While I sincerely have the greatest personal respect for anyone who has dedicated their career to this all important subject, someone with prominence in this field needs to stand up, walk to the microphone, and say something like...
"It makes no sense for us to keep on saying and doing those things that have a longstanding record of consistent failure."
It seems important to understand why this never happens. Once a person has established enough credibility to make a living in the nuclear weapons field, like anyone else they will seek to protect their income. And that means they can no longer risk publicly saying anything too far out of the ordinary, lest they be branded as a crackpot, thus putting their professional reputation and income at risk. And so the entire field of experts remains stuck repeating the same old things that have never worked over and over and over. These "same old things" are considered to define what is reasonable and realistic. But what is reasonable and realistic about patterns of activity that have never worked???

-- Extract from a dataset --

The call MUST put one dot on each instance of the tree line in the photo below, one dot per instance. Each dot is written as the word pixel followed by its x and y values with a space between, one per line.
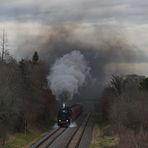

Nuclear weapons experts have the credibility and cultural authority needed to be heard, but they are trapped in a long standing pattern of activity which has proven to be a consistent failure. We in the public have nothing to lose by exploring beyond the supposed "realistic and reasonable" that has never worked, but nothing we say matters, because we don't have the credibility and cultural authority needed to be heard. And, there is no meaningful communication between these two groups, because the nuclear weapons expert and activist community is not interested in talking WITH the public, but only in talking AT the public.
What if nuclear weapons experts and activists established an online discussion forum where they all participated anonymously? Anonymous participation would liberate them from concerns about their reputations, and allow them to explore beyond the "realistic and reasonable" that has never worked in a safe environment. The price tag would of course be that participating anonymously would contribute nothing to the development of their careers.
Some limited access might be offered to the public. Perhaps the public could submit articles to an editor for review and possible approval. I would happily create such a forum myself, but if a member of the public created such a place, nobody from the expert community would show up. So if such a thing is to happen, it has to come from the expert community.
All we can really know for sure at this point is that what we've been doing for 75 does not work. It's entirely possible that "unreasonable and unrealistic" ideas outside of the expert group consensus also won't work. But we won't know that for sure until we start exploring such "unreasonable and unrealistic" ideas in earnest.
Cirincione speaking truth to power. Power and people, please listen.